On your right, look for a giant rectangular wall covered in red and pink paint, where bold curving lines sweep upward across a twelve-story facade like an abstract body stretched against the city.
This is Venus, Knox Martin’s enormous mural on the south side of Bayview Correctional Facility, and it arrived here in nineteen seventy thanks to Doris Freedman’s CityWalls, the early public-art group that later became the Public Art Fund. Martin picked this wall very deliberately: it stood beside Eleventh Avenue and the West Side Highway, visible from the Verrazzano-Narrows Bridge, the Statue of Liberty, and even the New Jersey shore. Imagine that confidence... not a painting tucked inside a gallery, but a love letter to New York blasted across the skyline.

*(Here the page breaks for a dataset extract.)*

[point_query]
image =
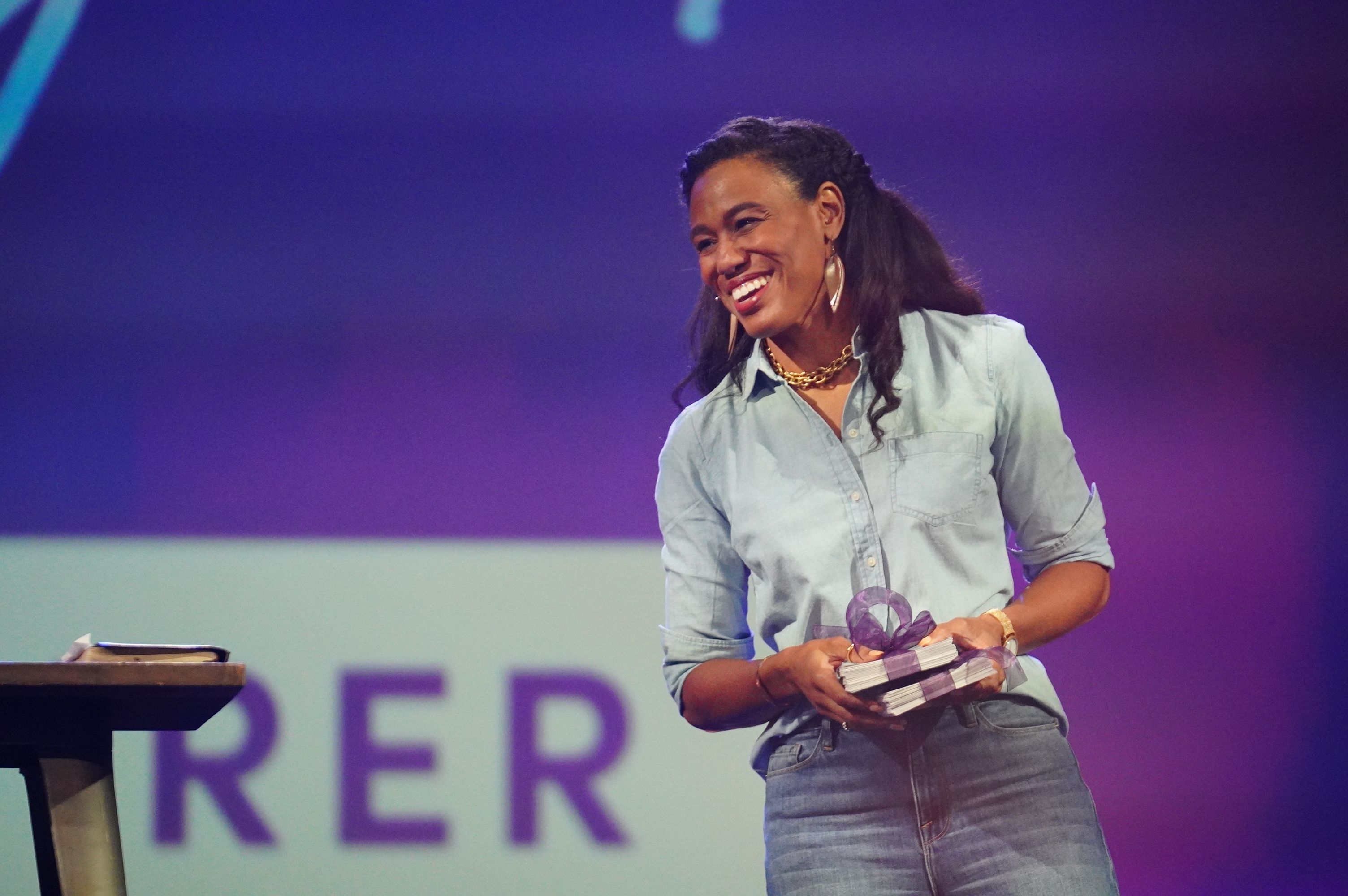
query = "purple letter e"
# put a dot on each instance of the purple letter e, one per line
(362, 758)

Art writer Marilyn Kushner called it Martin’s love poem to the city. You can feel that in the design: soft, feminine curves pushing against the hard straight lines of the surrounding architecture. Venus, the goddess of love and fertility, becomes both a woman and a portrait of New York itself... erotic, muscular, restless.
And here’s a detail I adore: advertisers kept asking to turn this giant wall into a billboard, but the state said no. They didn’t want Venus covered by a beer or jeans ad. In nineteen ninety-eight, restorers and the Public Art Fund protected it with a special weather-resistant acrylic developed with Martin and donated by Golden Artist Colors, meant to last at least seventy-five years. If you check your screen, that old transit-of-Venus drawing captures the same long human fascination with the name Martin borrowed for this mural. Today, a newer building blocks most of the work, which makes this surviving glimpse feel even more precious.
It’s a stubborn, gorgeous reminder that public art does not have to sell you anything. When you’re ready, we can continue toward Chelsea Market.